Acts of Antisemitism can be the basis of a legal violation, so long as those acts create an interference with the ability to do one's job or to participate in one's educational experience.
Don't teachers have free speech rights, so they can't be punished for saying antisemitic things?
K-12 public school teachers do NOT have free speech rights in the classroom or whenever they are performing their official duties. Private school teachers have greater leeway, as do college professors.
Do anti-Zionist/anti-Israel assertions constitute a violation of anti-discrimination laws?
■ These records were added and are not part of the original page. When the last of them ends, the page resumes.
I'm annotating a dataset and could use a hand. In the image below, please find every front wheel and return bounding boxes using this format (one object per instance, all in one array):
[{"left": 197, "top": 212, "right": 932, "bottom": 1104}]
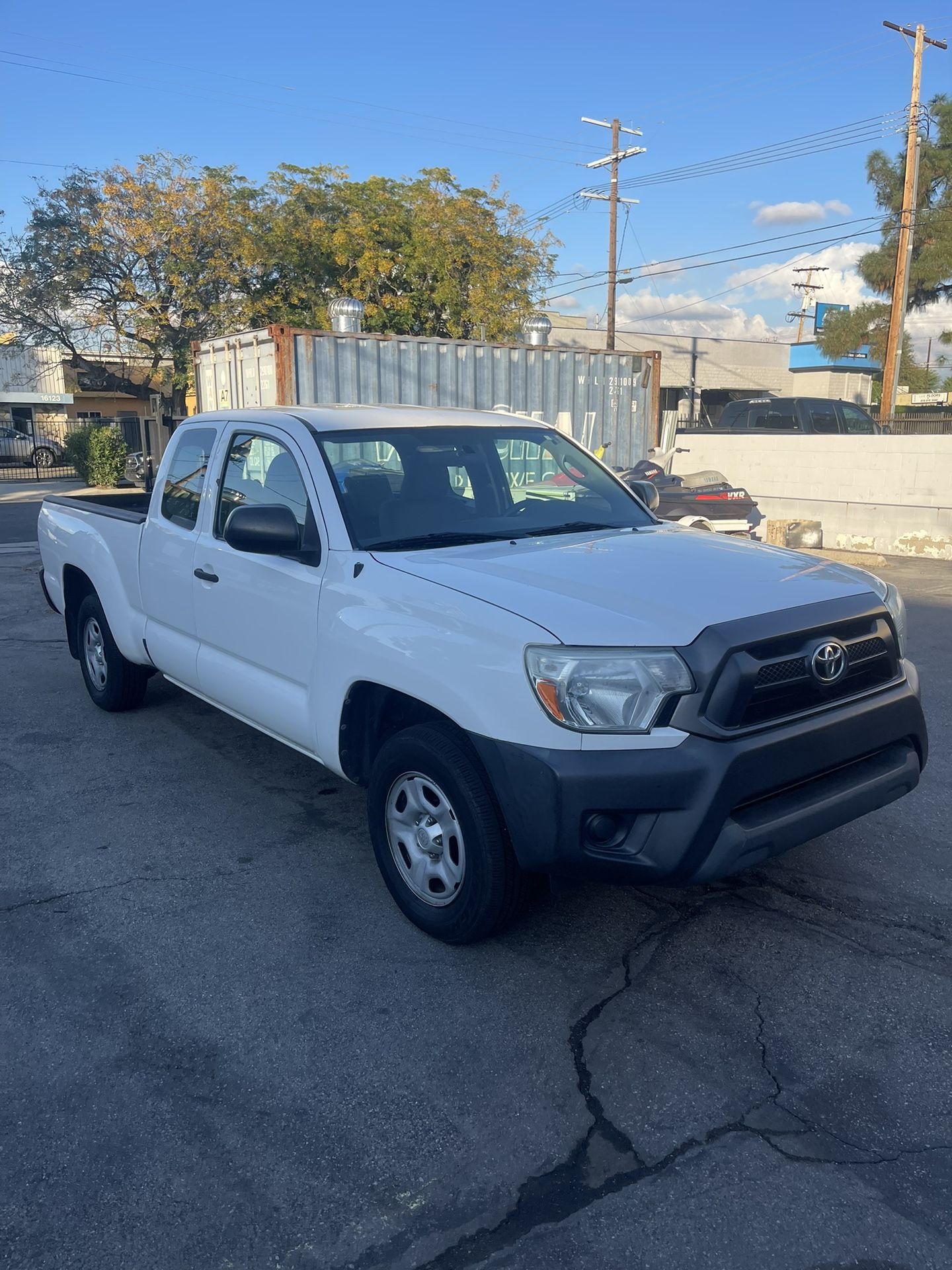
[
  {"left": 76, "top": 595, "right": 150, "bottom": 711},
  {"left": 367, "top": 724, "right": 527, "bottom": 944}
]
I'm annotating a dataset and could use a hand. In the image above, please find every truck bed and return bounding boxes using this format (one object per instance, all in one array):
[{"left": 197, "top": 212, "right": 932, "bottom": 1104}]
[{"left": 43, "top": 489, "right": 151, "bottom": 525}]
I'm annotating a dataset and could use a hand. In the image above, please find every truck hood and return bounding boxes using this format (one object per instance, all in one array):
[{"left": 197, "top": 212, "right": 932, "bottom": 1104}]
[{"left": 376, "top": 525, "right": 871, "bottom": 646}]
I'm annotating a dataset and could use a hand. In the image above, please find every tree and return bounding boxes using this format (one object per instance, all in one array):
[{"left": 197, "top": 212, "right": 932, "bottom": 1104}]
[
  {"left": 237, "top": 164, "right": 553, "bottom": 339},
  {"left": 817, "top": 97, "right": 952, "bottom": 376},
  {"left": 0, "top": 153, "right": 250, "bottom": 413}
]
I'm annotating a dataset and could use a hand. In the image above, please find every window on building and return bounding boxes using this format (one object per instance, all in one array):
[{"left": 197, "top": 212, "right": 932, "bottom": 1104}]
[{"left": 161, "top": 428, "right": 214, "bottom": 530}]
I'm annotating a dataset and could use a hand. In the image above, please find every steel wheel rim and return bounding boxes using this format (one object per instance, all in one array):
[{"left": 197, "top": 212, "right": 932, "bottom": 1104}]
[
  {"left": 83, "top": 617, "right": 106, "bottom": 692},
  {"left": 385, "top": 772, "right": 466, "bottom": 908}
]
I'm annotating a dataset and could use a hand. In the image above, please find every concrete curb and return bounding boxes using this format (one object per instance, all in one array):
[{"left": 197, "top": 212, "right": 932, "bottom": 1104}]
[{"left": 799, "top": 548, "right": 889, "bottom": 569}]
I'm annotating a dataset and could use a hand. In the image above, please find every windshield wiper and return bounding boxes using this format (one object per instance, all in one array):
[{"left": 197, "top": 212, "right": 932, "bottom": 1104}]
[
  {"left": 364, "top": 530, "right": 512, "bottom": 551},
  {"left": 510, "top": 521, "right": 636, "bottom": 538}
]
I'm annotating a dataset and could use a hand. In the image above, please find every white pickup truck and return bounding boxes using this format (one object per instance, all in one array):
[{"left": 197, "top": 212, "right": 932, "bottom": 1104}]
[{"left": 40, "top": 406, "right": 927, "bottom": 943}]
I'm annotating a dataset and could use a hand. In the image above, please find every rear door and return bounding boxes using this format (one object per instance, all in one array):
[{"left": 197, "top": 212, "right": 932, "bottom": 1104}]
[
  {"left": 138, "top": 427, "right": 217, "bottom": 689},
  {"left": 194, "top": 423, "right": 326, "bottom": 753}
]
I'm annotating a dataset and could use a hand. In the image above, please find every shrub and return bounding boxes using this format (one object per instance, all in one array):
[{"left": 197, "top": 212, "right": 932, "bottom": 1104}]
[{"left": 63, "top": 424, "right": 127, "bottom": 487}]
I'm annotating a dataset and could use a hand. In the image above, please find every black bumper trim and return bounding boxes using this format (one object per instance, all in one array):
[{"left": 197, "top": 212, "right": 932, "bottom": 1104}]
[{"left": 471, "top": 664, "right": 928, "bottom": 884}]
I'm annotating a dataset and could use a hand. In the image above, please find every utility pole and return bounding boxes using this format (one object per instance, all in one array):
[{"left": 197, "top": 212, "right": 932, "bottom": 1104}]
[
  {"left": 880, "top": 22, "right": 948, "bottom": 418},
  {"left": 787, "top": 264, "right": 829, "bottom": 344},
  {"left": 580, "top": 116, "right": 645, "bottom": 353}
]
It depends. The U.S. government has slowly begun to recognize that anti-Zionism can constitute antisemitism, and so is subject to anti-discrimination laws, when such hostility goes beyond merely criticizing the Israeli government for various policies but instead attacks Zionists or Israelis for things the speaker doesn't criticize other countries for doing. This is why it is so important for institutions and governments to adopt the IHRA working definition of antisemitism and its examples.
Discrimination in education is governed by Title VI of the 1964 Civil Rights Act. But Title VI doesn't include religion as a protected category. So is antisemitism not considered discriminatory under Title VI?
Someone who is Jewish and believes that Israel has the right to exist as a Jewish state may have a claim under Title VI under the protected categories of Shared Ancestry and Ethnicity.